平成2066

「セールス・プロモーション戦略の影響」

小野寺 宏

 

値引きの効果

 内的参照価格は過去に観察してきた価格に基づいて形成されるので、当然のことであるが値引きなどのセールス・プロモーションの影響を受ける。販売価格は内的参照価格よりも低ければ割安に感じられるが、高ければ割高に感じられるので、消費者に割安感を生じさせるためには、内的参照価格はできるだけ高い水準であることが望ましい。

 セールス・プロモーションは消費者の購買意欲を高める手段であるが、同時に内的参照価格を下げてしまう危険性がある。短期的には売り上げが大きく増加し、効果が見られたとしても、長期的には逆効果となる可能性があるのだ。実際、値引きが終了した後のリピート購買の確立が、値引きが実施されなかった場合と比べて低くなる。

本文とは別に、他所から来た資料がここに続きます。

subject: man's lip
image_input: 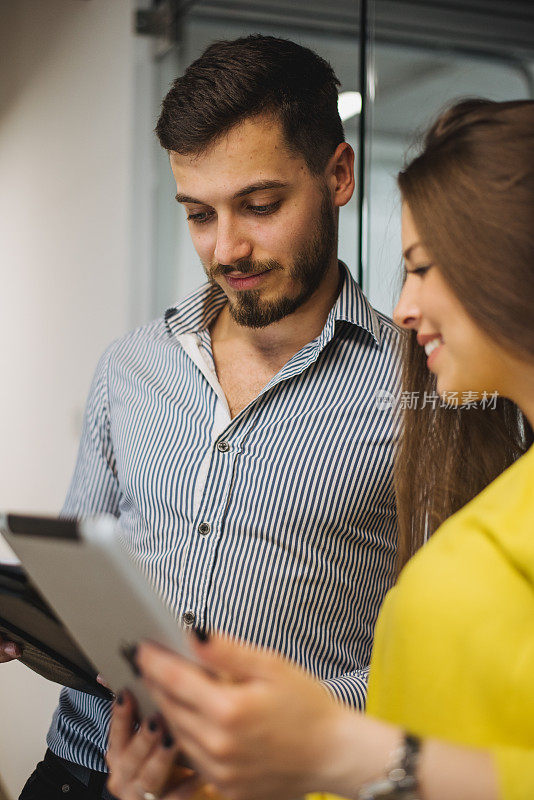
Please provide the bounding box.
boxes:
[224,270,271,291]
[225,269,270,278]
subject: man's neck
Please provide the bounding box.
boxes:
[210,260,343,364]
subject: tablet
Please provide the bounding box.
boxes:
[0,561,112,700]
[0,513,194,717]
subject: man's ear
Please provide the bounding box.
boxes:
[327,142,356,208]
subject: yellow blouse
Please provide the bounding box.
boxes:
[310,444,534,800]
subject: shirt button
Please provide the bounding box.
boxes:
[217,440,230,452]
[198,522,211,536]
[61,785,71,794]
[182,611,196,626]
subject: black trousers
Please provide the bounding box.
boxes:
[19,750,115,800]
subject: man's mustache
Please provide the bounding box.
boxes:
[208,259,284,277]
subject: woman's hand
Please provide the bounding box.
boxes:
[118,638,501,800]
[106,689,208,800]
[136,636,354,800]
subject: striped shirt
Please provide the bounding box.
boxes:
[47,262,400,770]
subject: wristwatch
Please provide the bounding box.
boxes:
[358,733,422,799]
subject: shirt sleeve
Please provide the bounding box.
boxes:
[321,666,369,710]
[61,344,121,519]
[494,746,534,800]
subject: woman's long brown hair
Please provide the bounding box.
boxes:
[395,99,534,573]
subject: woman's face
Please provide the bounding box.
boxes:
[393,203,510,399]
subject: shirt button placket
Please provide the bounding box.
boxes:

したがって、セールス・プロモーションは慎重に行なう必要がある。

 

内的参照価格を低下させるプロモーション

 内的参照価格を低下させるプロモーションは、購入価格が変化する価格プロモーションである。その中でも値引きをすぐに受けられる値引きとクーポンが低下させやすい。値引きとクーポンを比べると、値引きでは値引き価格が表示されるが、クーポンでは値引き価格ではなく通常価格が表示されるので、値引き価格のほうが内的参照価格を低下させやすい。内的参照価格を下げずに購買意図を高めるという点では、おまけや増量などの非価格プロモーションのほうが優れている。価格プロモーションではキャッシュバックが優れていることになる。

 ただし、値引きも工夫次第では内的参照価格を低下させなくてすむ。たとえば、値引きに特別の理由をつける、めったに行なわれないような大きな値引きを一時的に限定して行なう、といったことは、消費者にそれらの値引きがその時だけの特別のイベントであると認識させるので、内的参照価格を変化させることはない。